To view the following results please click on the following link: http://www.ccnmatthews.com/docs/Excellon-chart1.pdf

Test-Mining Operations

The quarter ended January 31, 2007 was disappointing from a production point of view. Shipments to the Naica milling facility of Industrias Penoles S.A. de C.V. ("Penoles") were 8,546 tonnes during the period compared with 9,554 tonnes in the quarter ended January 31, 2006, 11,536 tonnes in the quarter ended October 31, 2006, and a target of 15,000 tonnes. Although the operations at Platosa could have maintained the targeted production rates, continuing difficulties experienced at the Naica mine restricted the shipments it could receive. Shipments improved during February and the Company reached the rate of 4,200 tonnes per month in March. This rate is forecast to reach 5,000 tonnes by May.

During the period, development of underground access and mine infrastructure to reach the new mineralization discovered in December 2005 was progressed and initial production from the area was started. With the increase to the mineral resource now available to the test-mining infrastructure that is in place, an evaluation of a mill at Platosa is warranted. Construction of a mill at Platosa will allow production of lead and zinc concentrates and sale to the international markets independent of the current long distance transport of the ore and dependence on the Naica mill operation. It will also allow for better utilization of the mining and crushing capacity now established at Platosa as well as provide a higher return on the metal produced. As part of the evaluation, the planning and permitting process was initiated during the quarter.

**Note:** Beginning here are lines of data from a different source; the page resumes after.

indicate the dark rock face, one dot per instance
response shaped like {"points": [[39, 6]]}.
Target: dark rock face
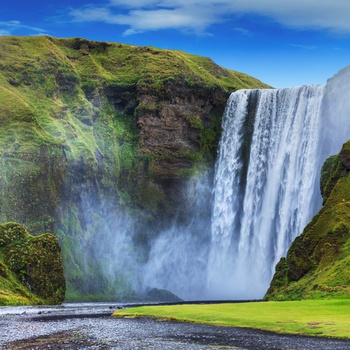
{"points": [[317, 261], [91, 132], [162, 295], [34, 262]]}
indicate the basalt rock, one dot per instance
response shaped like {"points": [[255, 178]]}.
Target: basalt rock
{"points": [[91, 133]]}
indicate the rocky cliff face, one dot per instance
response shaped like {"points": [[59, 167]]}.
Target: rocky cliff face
{"points": [[31, 270], [93, 134], [317, 263]]}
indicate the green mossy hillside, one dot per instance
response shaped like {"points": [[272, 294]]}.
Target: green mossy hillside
{"points": [[31, 270], [318, 262], [92, 133]]}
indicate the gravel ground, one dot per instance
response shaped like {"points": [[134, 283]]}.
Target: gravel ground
{"points": [[94, 329]]}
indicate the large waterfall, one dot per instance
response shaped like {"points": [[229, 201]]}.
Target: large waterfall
{"points": [[264, 190]]}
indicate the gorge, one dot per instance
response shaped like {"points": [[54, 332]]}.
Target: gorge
{"points": [[112, 148]]}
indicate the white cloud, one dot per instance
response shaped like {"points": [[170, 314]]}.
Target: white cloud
{"points": [[10, 27], [197, 16]]}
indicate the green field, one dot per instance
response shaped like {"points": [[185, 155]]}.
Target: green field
{"points": [[327, 318]]}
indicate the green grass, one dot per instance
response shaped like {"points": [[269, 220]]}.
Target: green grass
{"points": [[328, 318]]}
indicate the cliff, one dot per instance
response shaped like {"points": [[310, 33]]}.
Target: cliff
{"points": [[31, 270], [92, 133], [318, 261]]}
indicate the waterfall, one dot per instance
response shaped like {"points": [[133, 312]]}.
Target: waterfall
{"points": [[265, 186], [265, 191]]}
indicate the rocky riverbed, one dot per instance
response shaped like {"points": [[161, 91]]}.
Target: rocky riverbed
{"points": [[90, 326]]}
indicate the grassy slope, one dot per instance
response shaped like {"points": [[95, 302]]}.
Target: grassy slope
{"points": [[60, 130], [318, 262], [309, 317]]}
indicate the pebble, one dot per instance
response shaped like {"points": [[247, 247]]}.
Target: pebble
{"points": [[88, 331]]}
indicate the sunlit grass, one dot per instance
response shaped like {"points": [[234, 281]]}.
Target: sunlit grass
{"points": [[329, 318]]}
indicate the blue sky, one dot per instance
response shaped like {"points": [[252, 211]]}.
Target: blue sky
{"points": [[284, 43]]}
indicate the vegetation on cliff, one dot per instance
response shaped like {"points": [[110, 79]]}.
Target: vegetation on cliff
{"points": [[31, 270], [318, 262], [92, 132]]}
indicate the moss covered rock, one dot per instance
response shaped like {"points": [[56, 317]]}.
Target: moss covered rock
{"points": [[31, 270], [318, 262], [92, 132]]}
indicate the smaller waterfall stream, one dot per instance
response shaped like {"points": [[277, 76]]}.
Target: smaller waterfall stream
{"points": [[264, 186]]}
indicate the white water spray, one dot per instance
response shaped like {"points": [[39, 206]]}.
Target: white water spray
{"points": [[264, 186]]}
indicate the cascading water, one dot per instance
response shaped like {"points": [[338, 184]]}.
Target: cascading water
{"points": [[264, 190]]}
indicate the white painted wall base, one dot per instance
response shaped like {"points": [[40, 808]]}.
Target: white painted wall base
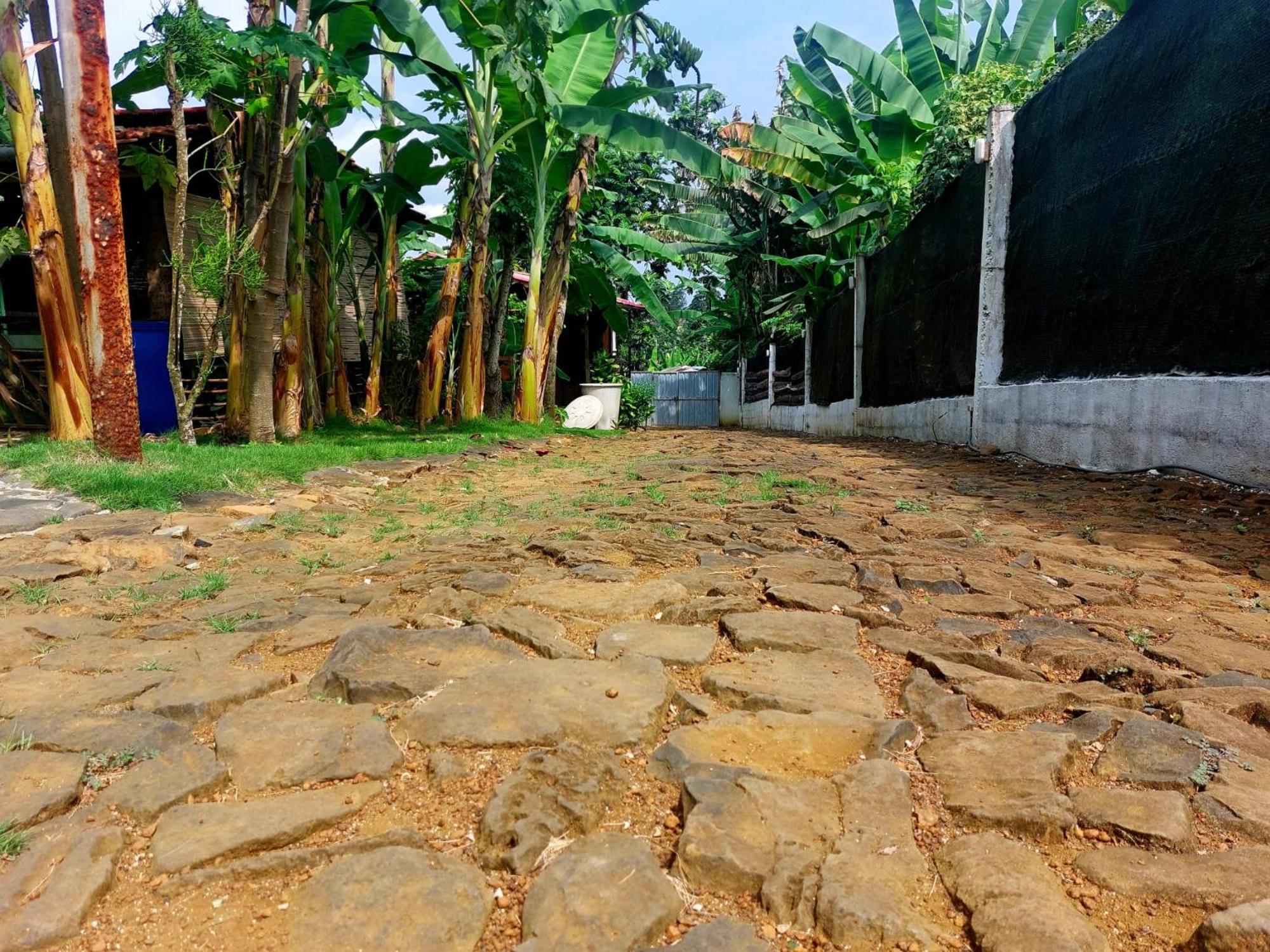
{"points": [[1217, 426], [947, 421]]}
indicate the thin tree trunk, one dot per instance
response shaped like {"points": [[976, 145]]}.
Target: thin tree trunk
{"points": [[432, 373], [69, 406], [549, 402], [495, 337], [472, 367], [290, 385], [95, 162], [54, 109], [385, 281]]}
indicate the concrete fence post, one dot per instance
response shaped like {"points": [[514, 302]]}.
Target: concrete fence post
{"points": [[859, 365], [998, 187]]}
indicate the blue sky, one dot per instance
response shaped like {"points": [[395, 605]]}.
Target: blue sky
{"points": [[742, 44]]}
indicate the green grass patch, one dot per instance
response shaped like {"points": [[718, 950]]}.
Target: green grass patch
{"points": [[213, 585], [172, 469], [12, 840]]}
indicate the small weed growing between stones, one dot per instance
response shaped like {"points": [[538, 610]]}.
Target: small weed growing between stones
{"points": [[35, 595], [323, 562], [290, 521], [17, 742], [214, 583], [907, 506], [387, 529], [332, 525], [12, 840]]}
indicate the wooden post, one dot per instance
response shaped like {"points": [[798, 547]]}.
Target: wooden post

The following are the production statistics for the three and six month periods January 31, 2007 and 2006 and the year ended July 31, 2006:

To view the following results please click on the following link: http://www.ccnmatthews.com/docs/Excellon-chart2.pdf

The average grade of contained metal in ore shipped in the quarter ended January 31, 2007 was less than that of the quarter ended October 31, 2006 (silver - 82.1 g/t; lead - 12.9%; zinc - 6.4%). The reduced grade resulted from the development of the access ramp to the new mineralized zone to the north that unexpectedly encountered a breccia zone of mineralization. This zone of lower grade was outside the interpreted mineral resource and resulted in lower than planned grades being shipped to Naica.

Results of Operations

Six months ended January 31, 2007 compared to six months ended January 31, 2006

During the six months ended January 31, 2007, the Company recorded net income of $7,844,647 compared to a net loss of $5,187,980 in 2006. Gross operating income for the period was $17,426,642 compared to $5,689,639 in 2006. Operating income for the period was $8,178,385, compared to a loss of $5,187,980 in 2006. Included in net income is a loss resulting from the valuation of the Company's silver debenture of $2,820,460 (2006 - $4,423,870). Excluding this valuation loss, the Company would have reported net income of $10,665,107 (2006 - net loss of $764,110).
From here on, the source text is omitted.